Last week, the Wisconsin Court of Appeals continued this pro-insured trend with its decision in Cleaver Brooks v. AIU Ins. Co., in which the court ruled that an insured under an excess layer “quota share” (three insurers shared the risk by percentages under separately issued policies) had the right to force all three insurers to simultaneously respond to the loss. The insurers had attempted to have the policies respond sequentially, with the two policies that included a defense obligation responding (and exhausting) first. The insured argued that the insurers “sequencing of their joint and several obligations may deprive Cleaver Brooks of more than $30 million in its defense coverage.”
The facts of the case were somewhat unusual. The insured, Cleaver Brooks, was the subject of massive, on-going asbestos litigation, with 200,000 suits filed against it, and many more likely to be filed in the future. Most of the suits included allegations that the claimants were exposed to asbestos in periods that included 1979 and 1980, when Cleaver Brooks had two $35 million blocks of solvent, unexhausted excess liability insurance coverage. In each of these years, three excess policies formed part of a “quota share,” meaning that a percentage of the policy limits was assigned to each of the three insurers. Of the three policies, two had duties to defend; the third only included a duty to indemnify. It followed that the insured wanted policies with defense obligations to stay on the risk for as long as possible, and the best way of doing that was to invoke joint and several liability to require that all three policies pay any judgments or settlements.
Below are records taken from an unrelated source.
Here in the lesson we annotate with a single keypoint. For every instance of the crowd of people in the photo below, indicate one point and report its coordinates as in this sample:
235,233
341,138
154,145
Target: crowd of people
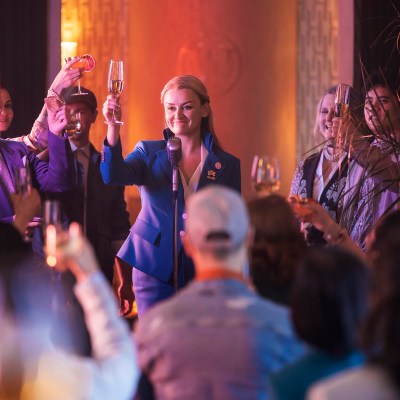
277,297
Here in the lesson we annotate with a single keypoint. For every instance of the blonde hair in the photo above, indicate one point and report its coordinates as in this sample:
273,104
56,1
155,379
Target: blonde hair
318,136
197,86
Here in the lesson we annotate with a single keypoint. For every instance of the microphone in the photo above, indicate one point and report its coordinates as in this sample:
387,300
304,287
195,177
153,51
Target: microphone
174,150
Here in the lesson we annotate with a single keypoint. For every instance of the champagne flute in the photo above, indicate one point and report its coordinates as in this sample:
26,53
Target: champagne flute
342,99
115,85
23,180
265,175
52,226
86,63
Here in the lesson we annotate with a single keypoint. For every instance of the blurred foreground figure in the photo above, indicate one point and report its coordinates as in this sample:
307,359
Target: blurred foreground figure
31,365
215,339
379,379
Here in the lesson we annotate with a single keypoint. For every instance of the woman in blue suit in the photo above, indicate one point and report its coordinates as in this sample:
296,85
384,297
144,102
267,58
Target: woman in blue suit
148,248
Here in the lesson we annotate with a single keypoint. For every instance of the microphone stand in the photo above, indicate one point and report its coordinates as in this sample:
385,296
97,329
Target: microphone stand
174,150
175,227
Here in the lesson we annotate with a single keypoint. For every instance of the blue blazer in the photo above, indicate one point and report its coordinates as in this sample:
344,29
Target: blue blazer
53,176
150,242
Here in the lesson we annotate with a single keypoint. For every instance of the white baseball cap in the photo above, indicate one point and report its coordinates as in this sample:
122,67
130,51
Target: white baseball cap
216,218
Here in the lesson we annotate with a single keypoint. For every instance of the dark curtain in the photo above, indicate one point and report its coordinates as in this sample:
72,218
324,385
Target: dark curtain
376,28
23,59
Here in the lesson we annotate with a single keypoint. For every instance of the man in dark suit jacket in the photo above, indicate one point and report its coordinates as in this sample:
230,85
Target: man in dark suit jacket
54,175
99,208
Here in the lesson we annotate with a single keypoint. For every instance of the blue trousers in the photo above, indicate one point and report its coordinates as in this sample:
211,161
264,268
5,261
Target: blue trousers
150,290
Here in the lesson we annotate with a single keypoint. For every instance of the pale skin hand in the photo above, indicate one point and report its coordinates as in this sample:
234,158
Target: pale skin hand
66,77
320,218
58,120
112,103
25,207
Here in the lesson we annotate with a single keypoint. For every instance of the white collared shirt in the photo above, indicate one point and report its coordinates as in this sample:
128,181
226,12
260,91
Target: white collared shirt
191,187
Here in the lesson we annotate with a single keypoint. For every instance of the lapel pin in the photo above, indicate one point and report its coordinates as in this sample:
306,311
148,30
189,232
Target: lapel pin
211,174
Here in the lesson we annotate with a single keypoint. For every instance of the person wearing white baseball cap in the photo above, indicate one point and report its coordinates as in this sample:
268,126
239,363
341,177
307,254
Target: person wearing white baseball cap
214,338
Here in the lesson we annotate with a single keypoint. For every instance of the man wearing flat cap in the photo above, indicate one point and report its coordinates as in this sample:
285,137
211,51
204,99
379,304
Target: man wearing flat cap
100,209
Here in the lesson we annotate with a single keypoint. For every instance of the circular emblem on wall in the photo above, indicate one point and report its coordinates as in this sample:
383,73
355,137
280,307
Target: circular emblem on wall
214,59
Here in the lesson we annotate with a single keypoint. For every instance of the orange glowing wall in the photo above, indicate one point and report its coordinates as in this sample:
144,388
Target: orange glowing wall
245,51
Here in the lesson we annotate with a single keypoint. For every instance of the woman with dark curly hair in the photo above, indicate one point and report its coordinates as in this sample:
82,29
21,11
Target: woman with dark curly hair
278,245
328,304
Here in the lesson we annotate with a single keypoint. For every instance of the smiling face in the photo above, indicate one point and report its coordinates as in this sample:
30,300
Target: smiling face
184,112
325,115
6,111
382,110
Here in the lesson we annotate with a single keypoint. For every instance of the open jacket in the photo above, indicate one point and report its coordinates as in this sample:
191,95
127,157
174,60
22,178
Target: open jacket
150,242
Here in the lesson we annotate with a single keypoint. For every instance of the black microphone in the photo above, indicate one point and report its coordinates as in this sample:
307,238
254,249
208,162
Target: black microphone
174,150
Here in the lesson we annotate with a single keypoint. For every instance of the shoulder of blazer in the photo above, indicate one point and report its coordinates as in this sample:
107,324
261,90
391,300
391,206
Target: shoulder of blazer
312,160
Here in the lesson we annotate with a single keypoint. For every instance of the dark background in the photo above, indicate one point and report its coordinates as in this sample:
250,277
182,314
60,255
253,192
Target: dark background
376,28
23,59
24,45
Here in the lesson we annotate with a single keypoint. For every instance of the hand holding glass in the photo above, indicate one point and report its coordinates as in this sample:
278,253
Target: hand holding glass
23,182
265,175
52,227
86,63
115,85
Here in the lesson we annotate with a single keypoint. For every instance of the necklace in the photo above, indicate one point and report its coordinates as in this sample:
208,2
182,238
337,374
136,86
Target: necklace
332,157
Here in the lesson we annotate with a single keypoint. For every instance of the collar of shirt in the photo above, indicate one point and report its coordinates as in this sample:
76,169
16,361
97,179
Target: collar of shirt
189,188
The insurers objected to this approach, wanting the three policies to respond sequentially.
The court agreed with the insured. The court ruled that the very nature – and definition – of joint and several liability was that who pays among equally responsible insurers could be apportioned at the discretion of the insured. In essence, the court said that the insured has the right to choose, and control, how its policies will respond. While the court found additional support in the unique aspects of the quota share structure, noting that the policies stated that they were “part of” a coverage block that was above a single primary policy and by their terms, attached upon exhaustion of a single underlying limit, insureds should not view this decision as limited to those peculiar facts. The larger impact of the decision seems clear: the insured, not the insurer, has the right to control the manner and order in which multiple triggered policies respond to a given claim, a principle that could have far reaching consequences, since there are numerous circumstances going well beyond quota share policies where dictating which policy responds first can have a significant impact on the amount of available coverage.